In the study, three structures of OPGW cable are analyzed based on the materials used in the outer conductor layer. The most common structure of OPGW cable has either steel or aluminum in the outer conductors, which is shown in Fig. 2 named cable A, and two structures based on the modification made in the outer conductors are shown in Fig. 2. The modified structures are named cable B and cable C. In cable A, the outer conductor material is used as Aluminum. In cables B and C, aluminum, and steel combine to analyze the thermal field distribution after the short circuit current passes through the cable. The armor material combinations were selected based on IEC 60794-4-122 and IEEE 113823 requirements for OPGW cables, which mandate both mechanical resilience and thermal stability during fault conditions. While commercial designs typically use homogeneous armor, either aluminum or steel, we propose hybrid configurations to address their respective limitations, all-aluminum designs lack sufficient strength for high-stress environments.
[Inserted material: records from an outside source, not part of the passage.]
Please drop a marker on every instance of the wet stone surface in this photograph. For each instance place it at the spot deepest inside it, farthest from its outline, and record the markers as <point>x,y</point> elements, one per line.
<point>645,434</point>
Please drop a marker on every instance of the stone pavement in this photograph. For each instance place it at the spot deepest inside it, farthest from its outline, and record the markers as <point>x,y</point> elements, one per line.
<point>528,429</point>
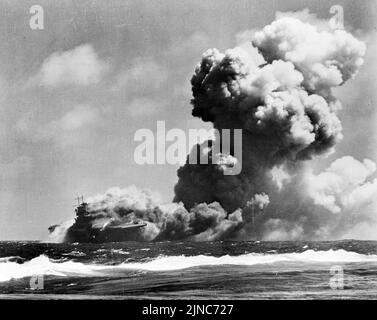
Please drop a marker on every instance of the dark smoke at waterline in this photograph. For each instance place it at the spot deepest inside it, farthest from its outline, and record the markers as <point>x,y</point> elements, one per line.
<point>288,115</point>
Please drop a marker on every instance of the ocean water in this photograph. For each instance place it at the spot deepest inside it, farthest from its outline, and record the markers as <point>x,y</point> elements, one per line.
<point>189,270</point>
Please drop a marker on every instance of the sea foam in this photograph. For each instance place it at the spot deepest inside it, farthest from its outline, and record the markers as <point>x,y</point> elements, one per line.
<point>42,265</point>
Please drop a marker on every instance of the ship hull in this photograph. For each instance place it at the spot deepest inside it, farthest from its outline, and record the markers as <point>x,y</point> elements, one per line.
<point>101,236</point>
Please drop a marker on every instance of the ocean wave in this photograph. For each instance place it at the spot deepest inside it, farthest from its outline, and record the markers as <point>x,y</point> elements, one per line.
<point>42,265</point>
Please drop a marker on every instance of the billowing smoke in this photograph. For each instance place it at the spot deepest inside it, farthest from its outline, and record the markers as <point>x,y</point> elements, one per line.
<point>288,115</point>
<point>163,222</point>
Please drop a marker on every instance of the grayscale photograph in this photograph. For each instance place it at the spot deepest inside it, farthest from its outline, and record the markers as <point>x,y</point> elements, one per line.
<point>188,150</point>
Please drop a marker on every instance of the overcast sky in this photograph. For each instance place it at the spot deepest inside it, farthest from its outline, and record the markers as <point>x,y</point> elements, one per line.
<point>73,94</point>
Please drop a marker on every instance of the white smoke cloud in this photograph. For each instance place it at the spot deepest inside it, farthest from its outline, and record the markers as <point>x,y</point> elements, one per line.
<point>325,58</point>
<point>344,185</point>
<point>79,66</point>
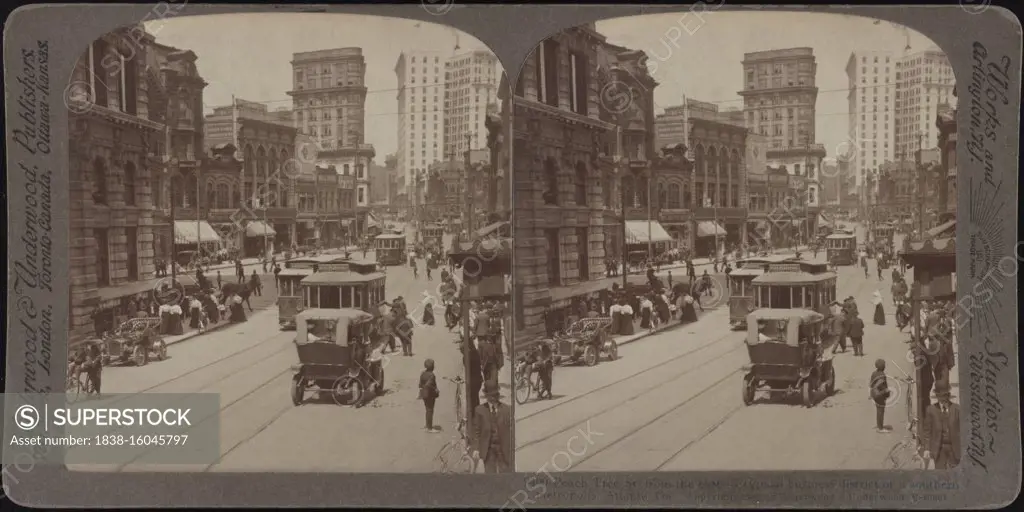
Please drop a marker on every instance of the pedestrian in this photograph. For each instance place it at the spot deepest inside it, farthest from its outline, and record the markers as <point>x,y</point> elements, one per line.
<point>546,371</point>
<point>429,394</point>
<point>880,394</point>
<point>493,436</point>
<point>254,285</point>
<point>856,333</point>
<point>941,429</point>
<point>880,313</point>
<point>838,329</point>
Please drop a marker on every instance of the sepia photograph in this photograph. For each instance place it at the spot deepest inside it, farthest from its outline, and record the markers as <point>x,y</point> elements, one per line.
<point>734,246</point>
<point>308,215</point>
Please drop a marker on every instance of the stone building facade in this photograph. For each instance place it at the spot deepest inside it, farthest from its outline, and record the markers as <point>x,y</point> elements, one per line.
<point>116,148</point>
<point>558,214</point>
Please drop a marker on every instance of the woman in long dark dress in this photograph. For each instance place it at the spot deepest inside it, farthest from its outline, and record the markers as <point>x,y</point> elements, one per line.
<point>428,314</point>
<point>880,313</point>
<point>627,318</point>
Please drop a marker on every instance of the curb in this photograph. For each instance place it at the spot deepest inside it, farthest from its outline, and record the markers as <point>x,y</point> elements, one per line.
<point>218,327</point>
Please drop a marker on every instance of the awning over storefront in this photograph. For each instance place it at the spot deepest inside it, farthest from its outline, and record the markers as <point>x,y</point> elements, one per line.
<point>710,228</point>
<point>945,229</point>
<point>189,231</point>
<point>258,228</point>
<point>372,221</point>
<point>642,231</point>
<point>758,223</point>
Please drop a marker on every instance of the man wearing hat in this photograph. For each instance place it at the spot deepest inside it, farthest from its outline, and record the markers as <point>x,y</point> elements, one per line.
<point>492,428</point>
<point>941,429</point>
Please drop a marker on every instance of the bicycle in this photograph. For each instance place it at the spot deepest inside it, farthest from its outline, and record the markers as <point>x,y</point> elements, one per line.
<point>905,452</point>
<point>526,382</point>
<point>457,454</point>
<point>77,383</point>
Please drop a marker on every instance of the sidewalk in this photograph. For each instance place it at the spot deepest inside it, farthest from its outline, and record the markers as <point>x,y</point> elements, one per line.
<point>698,262</point>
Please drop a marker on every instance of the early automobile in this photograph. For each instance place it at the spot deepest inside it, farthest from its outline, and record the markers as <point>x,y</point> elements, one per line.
<point>586,340</point>
<point>127,342</point>
<point>337,355</point>
<point>788,354</point>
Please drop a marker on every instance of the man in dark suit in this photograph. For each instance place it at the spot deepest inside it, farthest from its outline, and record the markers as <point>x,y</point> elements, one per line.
<point>941,429</point>
<point>493,432</point>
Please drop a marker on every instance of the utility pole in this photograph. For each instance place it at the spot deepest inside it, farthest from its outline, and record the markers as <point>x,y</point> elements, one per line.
<point>470,206</point>
<point>172,163</point>
<point>921,187</point>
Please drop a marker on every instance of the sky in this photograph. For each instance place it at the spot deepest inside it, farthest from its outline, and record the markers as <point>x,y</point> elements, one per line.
<point>704,61</point>
<point>249,55</point>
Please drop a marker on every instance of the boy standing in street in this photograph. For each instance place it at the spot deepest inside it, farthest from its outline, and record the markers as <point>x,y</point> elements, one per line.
<point>856,333</point>
<point>880,393</point>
In contrast, all-steel designs exhibit excessive heating due to pronounced skin effect9. Our Cable C places aluminum externally to optimize heat dissipation and current distribution, while the internal steel layer maintains structural integrity against mechanical loads.

Fig. 2
figure 2

The structure and materials of OPGW cable (a) OPGW cable A (armor is Aluminum), (b) OPGW cable B (outer armor is steel and inner is aluminum), and cable C (outer armor is aluminum and inner is steel).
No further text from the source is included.